- Directed by: Gérard Jugnot
- Written by: Gérard Jugnot Philippe Lopes-Curval
- Produced by: Gérard Jugnot Olivier Granier Dominique Farrugia
- Starring: Gérard Jugnot Michèle Garcia Jules Sitruk Jean-Paul Rouve Götz Burger Alexia Portal
- Cinematography: Gérard Simon
- Edited by: Catherine Kelber
- Music by: Khalil Chahine
- Distributed by: BAC Films
- Release date: 6 March 2002;
- Running time: 100 minutes
- Country: France
- Budget: $10.4 million
- Box office: $9 million

= Monsieur Batignole =

Monsieur Batignole is a French film released in 2002. The film depicts the story of a grocer, Edmond Batignole, who helps the young son of his Jewish neighbour and the boy's cousins to reach the safety of Switzerland. The film was directed by Gérard Jugnot and featured Gérard Jugnot, Jules Sitruk, Jean-Paul Rouve, Götz Burger, Michèle Garcia and Alexia Portal in lead roles.

==Plot==
In 1942 occupied Paris, a butcher, Edmond Batignole, and his family are living on the ground floor of an apartment building. His daughter is soon to be married and his intended son-in-law, aspiring writer Pierre-Jean, wants the large penthouse apartment occupied by a Jewish family, the Bernsteins, and alerts the Gestapo who arrest the family.

When the property is confiscated, the Batignoles apply for and are awarded the apartment and cater a birthday party for SS officers in it. During the party, young Simon Bernstein returns, having escaped at a railway station. Batignole hides him in the servant's room of the apartment on the top floor but soon moves him to the cellar to avoid his discovery. Simon is joined in the cellar by his two cousins, who themselves were being hidden by the concierge of another apartment building.

Edmond tries to find someone to smuggle the children to Switzerland but eventually decides to take them himself. They undertake the dangerous trip to the border. At one point Batignole, who is only impersonating a doctor, manages to fix the dislocated knee of German official. Later Batignole is arrested after Simon is overheard mentioning Yom Kippur.
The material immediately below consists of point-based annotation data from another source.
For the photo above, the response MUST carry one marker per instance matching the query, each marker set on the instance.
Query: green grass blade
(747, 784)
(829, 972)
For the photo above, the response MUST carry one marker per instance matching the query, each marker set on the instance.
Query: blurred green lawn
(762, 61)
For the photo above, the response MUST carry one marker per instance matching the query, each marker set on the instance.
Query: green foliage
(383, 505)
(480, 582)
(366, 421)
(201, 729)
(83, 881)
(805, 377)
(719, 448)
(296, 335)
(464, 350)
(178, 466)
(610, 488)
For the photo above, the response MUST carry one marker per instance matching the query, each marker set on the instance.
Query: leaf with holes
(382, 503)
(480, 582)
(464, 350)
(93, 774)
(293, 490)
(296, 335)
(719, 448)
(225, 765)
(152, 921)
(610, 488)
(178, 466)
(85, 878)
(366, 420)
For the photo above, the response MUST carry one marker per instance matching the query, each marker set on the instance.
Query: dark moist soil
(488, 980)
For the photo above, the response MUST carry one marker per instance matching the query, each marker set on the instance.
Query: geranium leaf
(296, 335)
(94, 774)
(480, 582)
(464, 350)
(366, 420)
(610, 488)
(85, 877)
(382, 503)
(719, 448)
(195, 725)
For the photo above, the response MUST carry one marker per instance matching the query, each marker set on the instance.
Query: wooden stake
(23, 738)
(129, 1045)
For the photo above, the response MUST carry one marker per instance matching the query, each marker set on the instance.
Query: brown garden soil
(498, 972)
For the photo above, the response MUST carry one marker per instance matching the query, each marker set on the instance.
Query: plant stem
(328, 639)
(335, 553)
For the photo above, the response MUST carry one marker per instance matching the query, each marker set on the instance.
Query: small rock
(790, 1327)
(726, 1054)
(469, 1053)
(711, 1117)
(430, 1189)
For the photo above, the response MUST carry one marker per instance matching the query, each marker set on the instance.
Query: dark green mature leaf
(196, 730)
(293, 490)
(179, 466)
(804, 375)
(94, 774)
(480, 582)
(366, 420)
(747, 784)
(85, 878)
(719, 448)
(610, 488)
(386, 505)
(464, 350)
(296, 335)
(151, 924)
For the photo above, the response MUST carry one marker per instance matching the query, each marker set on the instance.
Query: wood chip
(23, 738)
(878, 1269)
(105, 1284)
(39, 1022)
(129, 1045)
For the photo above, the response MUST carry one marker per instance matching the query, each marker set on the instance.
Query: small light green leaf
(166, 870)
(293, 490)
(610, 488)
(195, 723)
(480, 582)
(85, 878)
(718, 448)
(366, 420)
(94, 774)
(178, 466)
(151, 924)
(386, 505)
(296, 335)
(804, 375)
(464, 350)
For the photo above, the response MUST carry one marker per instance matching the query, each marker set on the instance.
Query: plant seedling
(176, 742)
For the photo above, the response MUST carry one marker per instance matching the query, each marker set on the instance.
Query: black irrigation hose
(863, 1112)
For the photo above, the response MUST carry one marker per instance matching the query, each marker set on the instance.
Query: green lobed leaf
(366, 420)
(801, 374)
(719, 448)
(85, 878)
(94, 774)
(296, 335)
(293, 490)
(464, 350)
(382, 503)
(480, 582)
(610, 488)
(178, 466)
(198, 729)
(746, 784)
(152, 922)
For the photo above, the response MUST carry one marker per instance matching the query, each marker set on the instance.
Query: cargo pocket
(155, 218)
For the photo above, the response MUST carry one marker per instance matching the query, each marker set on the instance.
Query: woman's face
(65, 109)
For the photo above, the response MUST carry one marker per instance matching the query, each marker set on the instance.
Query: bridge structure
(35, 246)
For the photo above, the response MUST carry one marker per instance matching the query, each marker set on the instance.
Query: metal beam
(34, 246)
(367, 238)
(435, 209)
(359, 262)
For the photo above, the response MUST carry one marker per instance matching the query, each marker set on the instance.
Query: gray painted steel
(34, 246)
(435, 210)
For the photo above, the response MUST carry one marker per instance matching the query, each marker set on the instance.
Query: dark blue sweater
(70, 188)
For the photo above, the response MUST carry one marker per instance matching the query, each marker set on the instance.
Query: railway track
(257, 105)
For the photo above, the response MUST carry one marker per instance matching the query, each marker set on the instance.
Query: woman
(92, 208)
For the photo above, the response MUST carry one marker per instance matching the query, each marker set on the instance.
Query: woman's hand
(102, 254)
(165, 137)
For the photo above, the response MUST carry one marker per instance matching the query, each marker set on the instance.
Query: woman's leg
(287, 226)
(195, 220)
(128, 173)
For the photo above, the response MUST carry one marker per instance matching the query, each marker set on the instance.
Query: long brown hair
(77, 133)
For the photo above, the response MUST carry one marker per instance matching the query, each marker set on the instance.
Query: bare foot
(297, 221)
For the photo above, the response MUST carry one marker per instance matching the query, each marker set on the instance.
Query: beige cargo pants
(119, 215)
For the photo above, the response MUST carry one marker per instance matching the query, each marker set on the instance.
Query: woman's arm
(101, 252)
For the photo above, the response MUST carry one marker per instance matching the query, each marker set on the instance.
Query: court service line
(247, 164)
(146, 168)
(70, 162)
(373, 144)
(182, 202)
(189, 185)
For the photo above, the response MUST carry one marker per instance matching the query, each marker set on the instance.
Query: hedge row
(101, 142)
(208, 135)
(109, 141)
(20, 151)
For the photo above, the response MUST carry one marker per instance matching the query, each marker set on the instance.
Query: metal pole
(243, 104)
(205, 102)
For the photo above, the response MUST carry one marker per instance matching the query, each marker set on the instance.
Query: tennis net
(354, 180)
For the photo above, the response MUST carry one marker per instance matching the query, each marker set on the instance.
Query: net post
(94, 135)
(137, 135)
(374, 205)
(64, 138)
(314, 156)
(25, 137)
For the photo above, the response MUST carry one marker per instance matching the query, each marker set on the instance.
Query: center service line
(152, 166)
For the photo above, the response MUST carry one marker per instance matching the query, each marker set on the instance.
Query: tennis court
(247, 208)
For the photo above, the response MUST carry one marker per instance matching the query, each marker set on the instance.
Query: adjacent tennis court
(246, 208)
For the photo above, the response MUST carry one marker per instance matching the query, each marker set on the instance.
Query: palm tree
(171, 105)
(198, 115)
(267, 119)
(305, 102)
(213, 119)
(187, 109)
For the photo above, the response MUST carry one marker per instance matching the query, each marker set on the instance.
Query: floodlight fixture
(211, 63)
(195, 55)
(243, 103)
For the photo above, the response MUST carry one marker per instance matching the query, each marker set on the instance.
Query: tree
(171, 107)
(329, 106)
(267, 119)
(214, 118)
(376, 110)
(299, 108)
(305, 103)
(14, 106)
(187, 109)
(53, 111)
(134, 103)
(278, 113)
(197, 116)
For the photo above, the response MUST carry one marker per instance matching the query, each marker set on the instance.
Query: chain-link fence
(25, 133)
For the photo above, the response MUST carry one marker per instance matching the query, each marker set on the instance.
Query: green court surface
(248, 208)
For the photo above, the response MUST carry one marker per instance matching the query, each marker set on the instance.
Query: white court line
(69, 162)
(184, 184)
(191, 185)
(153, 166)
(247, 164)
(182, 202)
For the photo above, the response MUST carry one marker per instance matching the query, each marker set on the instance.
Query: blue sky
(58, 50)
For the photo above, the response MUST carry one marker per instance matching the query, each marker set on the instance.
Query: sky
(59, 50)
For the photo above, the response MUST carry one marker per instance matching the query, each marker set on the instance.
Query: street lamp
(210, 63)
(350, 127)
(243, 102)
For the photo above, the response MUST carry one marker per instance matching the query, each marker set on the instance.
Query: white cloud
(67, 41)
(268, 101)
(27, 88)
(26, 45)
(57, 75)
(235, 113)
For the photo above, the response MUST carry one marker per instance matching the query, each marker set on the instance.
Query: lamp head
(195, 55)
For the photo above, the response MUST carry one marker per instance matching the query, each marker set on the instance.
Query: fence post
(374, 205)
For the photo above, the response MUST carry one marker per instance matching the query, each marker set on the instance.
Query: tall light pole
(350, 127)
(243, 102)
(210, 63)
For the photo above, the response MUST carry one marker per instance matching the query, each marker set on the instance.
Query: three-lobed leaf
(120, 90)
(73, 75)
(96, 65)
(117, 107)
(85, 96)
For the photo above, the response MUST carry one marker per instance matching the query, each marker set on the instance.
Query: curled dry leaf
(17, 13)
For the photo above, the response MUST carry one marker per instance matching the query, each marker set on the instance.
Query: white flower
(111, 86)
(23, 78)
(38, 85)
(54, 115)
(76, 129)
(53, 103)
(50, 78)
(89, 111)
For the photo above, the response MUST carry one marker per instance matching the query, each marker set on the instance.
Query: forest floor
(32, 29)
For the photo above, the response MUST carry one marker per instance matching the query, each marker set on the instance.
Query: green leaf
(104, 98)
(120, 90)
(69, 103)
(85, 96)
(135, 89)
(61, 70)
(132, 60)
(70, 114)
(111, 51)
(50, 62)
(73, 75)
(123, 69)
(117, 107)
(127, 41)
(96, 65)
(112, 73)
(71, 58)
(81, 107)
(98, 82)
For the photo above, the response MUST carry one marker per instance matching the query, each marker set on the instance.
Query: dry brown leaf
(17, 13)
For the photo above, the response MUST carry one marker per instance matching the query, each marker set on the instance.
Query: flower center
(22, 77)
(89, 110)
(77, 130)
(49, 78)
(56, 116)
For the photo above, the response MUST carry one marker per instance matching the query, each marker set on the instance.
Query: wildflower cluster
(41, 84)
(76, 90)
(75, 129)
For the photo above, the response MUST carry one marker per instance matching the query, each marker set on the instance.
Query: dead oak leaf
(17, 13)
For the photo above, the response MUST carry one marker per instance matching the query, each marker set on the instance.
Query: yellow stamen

Batignole then makes an impassioned speech against French antisemitsm. Simon creates a diversion and they are able to escape. However, with the help of a sympathetic woman and a priest, they are able to reach safety in Switzerland.

At the end of the film it is revealed that the three children were never able to reunite with their parents.

==Cast==
- Jules Sitruk - Simon Bernstein
- Michèle Garcia - Marguerite Batignole
- Gérard Jugnot - Edmond Batignole
- Jean-Paul Rouve - Pierre-Jean Lamour
- Alexia Portal - Micheline Batignole
- Arthur Jugnot - Arthur
- Jean-Marie Winling - Sacha Guitry
- Marie-Hélène Lentini - Madame Taillepied
- Violette Blanckaert - Sarah Cohen
- Daphné Baiwir - Guila Cohen
- Götz Burger - SS Col. Spreich

==Reception==
Varietys critic Lisa Nesselson wrote that the director "has fashioned a fine package, ready to travel". The film was a box office success in France. The 2002 French Academy of Cinema Best Young Actor award was won by Jean-Paul Rouve in this film. The film was shown at VCU French Film Festival, Cleveland International Film Festival, French Film Festival, Bergen International Film Festival where it once again received huge critical acclaim.